Hay mucho en el exacerbado drama de la UC que es puro morbo futbolístico. El gusto de la masa, de los hinchas propios y ajenos, por que los ricos también lloren es una máxima que está escrita en los manuales. Pero si los mismos victimizados protagonistas no se restan a la hora de agregar elementos a la composición, el éxito de la trama es infalible. En resumen: a partir de una serie de resultados negativos, pero completamente factibles en una competencia, Universidad Católica ha escrito un fértil cierre de temporada para que todos terminen dañados.
No le bastó a Católica con que sus jugadores a mediados de temporada manifestaran críticas con el estilo del técnico, que otros anunciaran en plena recta final que no seguirían en el club y que otros más poco menos que insultaran públicamente al entrenador cada vez que eran reemplazados. Ni aunque lo hubieran planificado, técnico y jugadores diseñaron en la semana siguiente a la final con O'Higgins un modelo autodestructivo, donde se negaron incluso los méritos de una campaña que en otros equipos serían casi un orgullo institucional.
Durante esta última semana, la inadaptabilidad para aceptar el fracaso de la UC no deja de sorprender.
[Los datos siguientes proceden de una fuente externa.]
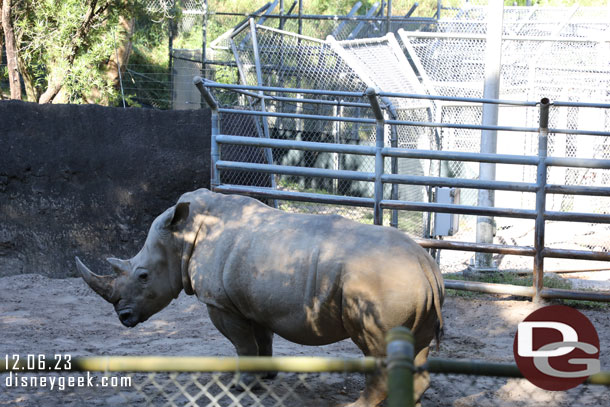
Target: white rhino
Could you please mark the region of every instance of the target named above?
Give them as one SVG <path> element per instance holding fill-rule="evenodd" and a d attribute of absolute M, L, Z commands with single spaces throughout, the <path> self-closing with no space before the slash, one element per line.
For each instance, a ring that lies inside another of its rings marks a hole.
<path fill-rule="evenodd" d="M 199 189 L 155 219 L 135 257 L 108 261 L 116 276 L 76 259 L 123 325 L 147 320 L 184 290 L 207 305 L 240 356 L 270 356 L 274 333 L 303 345 L 351 338 L 365 355 L 384 356 L 386 333 L 402 325 L 415 335 L 421 365 L 442 332 L 444 285 L 428 253 L 396 229 L 340 216 Z M 416 375 L 417 399 L 428 383 Z M 353 405 L 385 397 L 385 373 L 376 373 Z"/>

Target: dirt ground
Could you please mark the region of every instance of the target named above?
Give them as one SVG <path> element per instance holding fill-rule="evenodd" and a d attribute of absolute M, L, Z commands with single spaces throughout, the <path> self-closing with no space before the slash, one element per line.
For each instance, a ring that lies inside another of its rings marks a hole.
<path fill-rule="evenodd" d="M 433 352 L 432 356 L 512 363 L 512 343 L 517 323 L 536 308 L 537 305 L 529 301 L 511 297 L 449 296 L 443 308 L 445 338 L 440 351 Z M 597 328 L 601 341 L 602 369 L 610 370 L 608 309 L 589 308 L 581 309 L 581 312 Z M 212 326 L 205 307 L 195 297 L 181 294 L 149 321 L 128 329 L 119 323 L 112 306 L 95 295 L 82 280 L 49 279 L 25 274 L 0 278 L 0 357 L 4 359 L 6 355 L 13 354 L 233 356 L 234 351 L 229 341 Z M 361 355 L 350 341 L 306 347 L 277 336 L 275 354 Z M 128 391 L 116 389 L 60 391 L 7 387 L 7 375 L 0 375 L 0 379 L 0 406 L 143 405 L 148 397 L 133 396 Z M 134 386 L 144 386 L 144 393 L 150 394 L 154 384 L 144 385 L 147 380 L 143 374 L 133 376 Z M 363 377 L 358 374 L 304 378 L 281 374 L 276 380 L 283 380 L 288 386 L 300 384 L 303 389 L 296 392 L 305 400 L 300 405 L 311 406 L 345 404 L 356 399 L 364 385 Z M 286 390 L 288 387 L 283 388 Z M 153 399 L 153 403 L 156 405 L 157 400 Z M 187 401 L 177 399 L 175 403 L 184 405 Z M 610 405 L 610 389 L 580 386 L 567 393 L 550 393 L 538 390 L 523 380 L 433 375 L 432 387 L 426 393 L 423 404 L 604 406 Z"/>

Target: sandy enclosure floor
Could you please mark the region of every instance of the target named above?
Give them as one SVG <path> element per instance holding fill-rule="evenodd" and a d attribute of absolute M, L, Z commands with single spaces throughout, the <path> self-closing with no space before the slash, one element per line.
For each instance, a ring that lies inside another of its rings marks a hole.
<path fill-rule="evenodd" d="M 512 362 L 512 342 L 517 324 L 536 308 L 531 302 L 510 297 L 450 296 L 443 311 L 445 338 L 440 351 L 433 352 L 432 356 Z M 581 309 L 581 312 L 597 328 L 602 369 L 610 370 L 610 314 L 607 309 Z M 229 341 L 213 327 L 205 307 L 195 297 L 182 294 L 149 321 L 128 329 L 119 323 L 112 306 L 95 295 L 80 279 L 54 280 L 27 274 L 0 278 L 0 356 L 4 358 L 7 354 L 233 356 L 234 351 Z M 351 341 L 307 347 L 277 336 L 275 354 L 361 356 Z M 0 375 L 2 406 L 145 404 L 143 396 L 117 389 L 7 388 L 6 377 Z M 159 380 L 166 378 L 160 377 Z M 220 377 L 218 380 L 226 383 L 230 378 Z M 133 377 L 133 381 L 143 385 L 147 379 L 139 374 Z M 581 386 L 567 393 L 550 393 L 519 380 L 433 375 L 432 381 L 432 388 L 424 399 L 425 406 L 610 405 L 610 389 L 599 386 Z M 277 384 L 279 382 L 287 385 Z M 282 374 L 276 381 L 265 383 L 284 390 L 287 386 L 298 387 L 296 392 L 305 401 L 287 405 L 333 406 L 356 399 L 364 378 L 358 374 L 301 378 Z M 153 391 L 153 387 L 150 383 L 145 385 L 145 392 Z M 274 400 L 263 405 L 273 403 Z M 178 405 L 181 404 L 184 403 L 178 400 Z"/>

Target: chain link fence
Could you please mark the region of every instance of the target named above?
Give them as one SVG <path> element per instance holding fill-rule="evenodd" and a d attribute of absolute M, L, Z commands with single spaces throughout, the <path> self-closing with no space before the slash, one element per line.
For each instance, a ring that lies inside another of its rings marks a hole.
<path fill-rule="evenodd" d="M 485 77 L 485 44 L 487 33 L 487 1 L 464 3 L 455 9 L 443 10 L 436 32 L 413 33 L 400 31 L 407 54 L 418 70 L 426 90 L 445 96 L 482 97 Z M 610 54 L 608 33 L 610 21 L 607 8 L 594 7 L 504 7 L 502 40 L 501 99 L 538 100 L 545 96 L 569 102 L 610 101 Z M 480 123 L 480 107 L 460 104 L 439 104 L 442 121 Z M 607 110 L 586 107 L 555 107 L 549 124 L 552 128 L 605 129 L 609 127 Z M 537 115 L 532 109 L 500 107 L 500 125 L 536 126 Z M 443 150 L 479 151 L 480 132 L 443 129 Z M 549 155 L 607 159 L 610 154 L 608 137 L 577 137 L 553 134 L 549 138 Z M 535 136 L 507 135 L 499 132 L 498 152 L 532 155 L 537 153 Z M 456 178 L 478 178 L 478 165 L 449 163 L 449 173 Z M 531 182 L 535 170 L 519 166 L 498 166 L 498 179 Z M 602 185 L 608 181 L 606 169 L 552 168 L 549 182 L 561 185 Z M 606 184 L 607 185 L 607 184 Z M 462 190 L 464 204 L 476 204 L 476 190 Z M 531 209 L 533 194 L 496 193 L 496 205 Z M 585 196 L 549 195 L 547 210 L 609 213 L 607 198 L 591 200 Z M 516 227 L 515 227 L 516 226 Z M 515 239 L 509 229 L 512 219 L 496 219 L 496 239 Z M 596 224 L 574 224 L 566 228 L 561 222 L 549 222 L 551 230 L 570 230 L 566 235 L 548 234 L 550 247 L 586 249 L 592 245 L 602 250 L 610 248 L 610 230 Z M 530 222 L 529 229 L 533 229 Z M 458 240 L 473 241 L 476 217 L 462 216 Z M 595 235 L 584 241 L 579 236 Z M 524 233 L 529 238 L 529 233 Z M 582 243 L 581 243 L 582 242 Z M 531 245 L 532 240 L 519 239 L 514 244 Z M 452 259 L 453 261 L 454 259 Z"/>
<path fill-rule="evenodd" d="M 390 342 L 397 343 L 397 342 Z M 391 346 L 391 345 L 390 345 Z M 404 346 L 404 345 L 403 345 Z M 407 345 L 408 346 L 408 345 Z M 390 350 L 391 348 L 388 347 Z M 13 372 L 3 369 L 0 379 L 4 386 L 0 403 L 22 406 L 336 406 L 356 400 L 365 384 L 364 372 L 388 368 L 388 397 L 397 405 L 412 405 L 413 394 L 405 393 L 413 380 L 413 371 L 405 349 L 396 347 L 387 359 L 326 359 L 331 363 L 344 363 L 344 369 L 324 372 L 324 368 L 308 359 L 299 358 L 301 366 L 286 370 L 282 358 L 256 360 L 267 368 L 258 373 L 231 371 L 219 366 L 235 358 L 204 358 L 207 368 L 190 358 L 197 366 L 184 371 L 184 358 L 165 358 L 167 366 L 152 367 L 159 358 L 139 357 L 137 363 L 124 361 L 130 358 L 98 359 L 103 366 L 81 366 L 74 371 Z M 405 359 L 406 358 L 406 359 Z M 109 359 L 114 361 L 108 362 Z M 263 359 L 263 358 L 260 358 Z M 296 358 L 292 358 L 293 360 Z M 74 360 L 79 362 L 78 360 Z M 106 362 L 104 362 L 106 361 Z M 123 363 L 123 367 L 113 363 Z M 276 368 L 270 369 L 271 362 Z M 283 367 L 280 367 L 283 366 Z M 382 367 L 384 366 L 384 367 Z M 412 365 L 411 365 L 412 366 Z M 459 373 L 456 371 L 458 366 Z M 134 369 L 137 371 L 130 371 Z M 321 371 L 316 372 L 319 369 Z M 597 407 L 610 399 L 610 373 L 598 373 L 596 378 L 567 391 L 542 390 L 521 377 L 516 365 L 457 359 L 431 358 L 428 365 L 430 388 L 424 393 L 426 406 L 477 406 L 477 407 L 543 407 L 548 405 Z M 249 370 L 249 369 L 245 369 Z M 267 373 L 264 371 L 268 370 Z M 302 371 L 299 371 L 302 370 Z M 269 373 L 273 373 L 271 376 Z M 80 383 L 80 384 L 79 384 Z M 595 383 L 595 384 L 592 384 Z M 398 397 L 407 397 L 401 399 Z M 390 403 L 389 400 L 385 405 Z"/>

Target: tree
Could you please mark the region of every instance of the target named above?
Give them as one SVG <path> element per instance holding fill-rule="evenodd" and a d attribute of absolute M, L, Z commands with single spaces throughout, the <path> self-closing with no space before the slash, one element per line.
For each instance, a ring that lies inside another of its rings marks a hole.
<path fill-rule="evenodd" d="M 129 2 L 12 1 L 17 59 L 28 100 L 114 103 L 116 70 L 125 65 L 131 49 Z"/>
<path fill-rule="evenodd" d="M 21 81 L 17 68 L 17 50 L 15 44 L 15 31 L 11 16 L 11 0 L 2 2 L 2 30 L 6 46 L 6 66 L 8 69 L 11 99 L 21 99 Z"/>

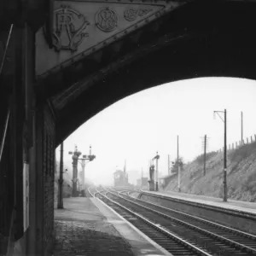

Está bien que los hinchas se nublen y consideren que todo ha sido malo y que la refundación es lo único que salvará de la hecatombe a la UC. A los respetables fanáticos hay que escucharlos y leerlos porque, a la larga, son los principales afectados y los más dolidos. Pero es imposible recuperar el equilibrio si el objetivo a corto plazo será ganar un campeonato. ¿Qué pasará si vuelven a terminar segundos?
El gran problema, y lo que verdaderamente inquieta mirando a futuro, es que el derrumbe emocional del capital humano en Católica no tuvo, en el momento más necesario, la contención en un plano directivo desaparecido, silencioso, invisible, fantasma. La dirigencia cruzada fue incapaz de entregar un mensaje efectivo a su plantel para que enfrentara íntegro la liguilla. Menos también para transmitir una dosis de sensatez, de comprensión, de solidaridad, de compasión luego de la eliminación ante Iquique, como si estuviera castigando a sus futbolistas por no haber sido campeones, y a su técnico, por asumir, quizás antes de lo que ellos querían, que su ciclo en el club ya no tenía significado.
La bronca de Mirosevic, el enojo de Toselli, la ira de Castillo o la resignación de Lasarte son, por lo menos, manifestaciones de contrariedad. La contemplativa reacción de la dirigencia durante el desplome final da pie para justificar la indiferencia que tanto se les cuestiona. Y el nombramiento de Rodrigo Astudillo es una apuesta con fecha de vencimiento, a la espera de que la solución real, la de junio, llegue de afuera... Aun cuando debería nacer de adentro.